IF 1.6 Q3 MEDICINE, RESEARCH & EXPERIMENTAL Pub Date : 2025-12-01 DOI: 10.1186/s40814-025-01737-y
Jan Gehrmann, Johannes Stephan, Jana Dehner, Ananda Stullich, Matthias Richter

Background: Work-related health issues, particularly those affecting mental health, are increasing, leading to significant costs for health systems and impacting individuals' ability to work. Preventive interventions using digital health applications promise to mitigate these issues by promoting mental well-being and reducing risk factors.

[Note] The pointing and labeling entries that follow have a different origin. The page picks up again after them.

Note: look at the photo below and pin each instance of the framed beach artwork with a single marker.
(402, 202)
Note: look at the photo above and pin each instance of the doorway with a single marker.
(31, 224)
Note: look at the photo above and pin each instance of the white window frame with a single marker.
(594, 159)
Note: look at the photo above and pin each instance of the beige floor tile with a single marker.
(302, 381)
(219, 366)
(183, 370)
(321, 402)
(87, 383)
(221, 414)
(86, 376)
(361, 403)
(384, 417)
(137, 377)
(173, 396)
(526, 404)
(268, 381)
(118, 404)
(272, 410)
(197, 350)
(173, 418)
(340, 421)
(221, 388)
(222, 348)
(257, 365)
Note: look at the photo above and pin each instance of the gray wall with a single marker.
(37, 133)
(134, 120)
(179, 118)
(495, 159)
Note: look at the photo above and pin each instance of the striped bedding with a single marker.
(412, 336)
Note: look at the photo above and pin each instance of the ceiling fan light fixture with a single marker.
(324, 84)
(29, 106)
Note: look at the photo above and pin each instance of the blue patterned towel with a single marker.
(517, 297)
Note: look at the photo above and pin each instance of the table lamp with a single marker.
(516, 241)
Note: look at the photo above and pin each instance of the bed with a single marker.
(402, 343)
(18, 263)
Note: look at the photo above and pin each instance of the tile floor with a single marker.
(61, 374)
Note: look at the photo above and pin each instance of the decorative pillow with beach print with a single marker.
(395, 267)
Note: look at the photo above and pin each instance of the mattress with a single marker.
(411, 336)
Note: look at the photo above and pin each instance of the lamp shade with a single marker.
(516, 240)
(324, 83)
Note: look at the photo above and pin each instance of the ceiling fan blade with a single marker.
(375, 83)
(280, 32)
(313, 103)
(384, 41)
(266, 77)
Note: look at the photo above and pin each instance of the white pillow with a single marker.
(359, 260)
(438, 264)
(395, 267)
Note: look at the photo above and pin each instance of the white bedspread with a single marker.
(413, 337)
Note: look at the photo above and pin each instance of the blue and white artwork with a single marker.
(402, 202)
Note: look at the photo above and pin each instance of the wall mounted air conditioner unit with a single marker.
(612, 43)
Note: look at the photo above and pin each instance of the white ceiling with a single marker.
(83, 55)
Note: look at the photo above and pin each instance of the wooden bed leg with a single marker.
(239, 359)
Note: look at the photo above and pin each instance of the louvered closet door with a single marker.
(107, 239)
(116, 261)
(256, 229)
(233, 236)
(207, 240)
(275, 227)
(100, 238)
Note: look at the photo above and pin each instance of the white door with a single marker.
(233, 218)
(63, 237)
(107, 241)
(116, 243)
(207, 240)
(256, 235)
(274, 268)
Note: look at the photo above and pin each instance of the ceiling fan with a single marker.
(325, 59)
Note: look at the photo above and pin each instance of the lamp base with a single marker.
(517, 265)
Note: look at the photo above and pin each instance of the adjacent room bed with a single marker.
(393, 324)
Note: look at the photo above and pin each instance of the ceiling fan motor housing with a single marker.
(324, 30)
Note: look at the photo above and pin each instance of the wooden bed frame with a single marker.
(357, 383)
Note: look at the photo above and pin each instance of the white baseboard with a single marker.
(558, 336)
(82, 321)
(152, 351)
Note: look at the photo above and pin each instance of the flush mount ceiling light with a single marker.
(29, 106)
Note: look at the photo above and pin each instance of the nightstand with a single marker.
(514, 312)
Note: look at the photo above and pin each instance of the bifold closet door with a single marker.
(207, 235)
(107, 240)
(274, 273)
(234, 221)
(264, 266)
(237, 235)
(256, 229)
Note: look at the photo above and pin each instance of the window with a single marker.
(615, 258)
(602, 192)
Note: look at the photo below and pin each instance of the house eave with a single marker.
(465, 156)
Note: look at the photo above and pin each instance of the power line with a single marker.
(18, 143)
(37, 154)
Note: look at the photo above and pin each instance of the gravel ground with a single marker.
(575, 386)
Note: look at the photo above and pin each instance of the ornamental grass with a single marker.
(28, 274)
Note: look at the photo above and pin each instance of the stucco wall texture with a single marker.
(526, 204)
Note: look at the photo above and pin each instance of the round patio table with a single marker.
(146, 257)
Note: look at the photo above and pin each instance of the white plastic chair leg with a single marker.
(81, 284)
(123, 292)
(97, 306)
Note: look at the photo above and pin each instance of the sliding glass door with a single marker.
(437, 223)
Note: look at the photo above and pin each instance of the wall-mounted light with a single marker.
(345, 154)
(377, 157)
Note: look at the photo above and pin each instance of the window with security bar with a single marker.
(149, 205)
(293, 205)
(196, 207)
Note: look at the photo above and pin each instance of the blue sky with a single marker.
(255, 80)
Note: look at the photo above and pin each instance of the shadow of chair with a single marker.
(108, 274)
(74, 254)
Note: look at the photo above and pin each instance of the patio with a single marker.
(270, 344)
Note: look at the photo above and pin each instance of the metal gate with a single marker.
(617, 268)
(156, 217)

Objective: The study aimed to pilot the new prevention intervention "RV Fit Mental Health" which combines an intensive inpatient phase with an app-supported digital outpatient phase. The primary objectives were to understand the target group, evaluate the acceptability and feasibility of the intervention, and identify areas for optimization based on participant feedback.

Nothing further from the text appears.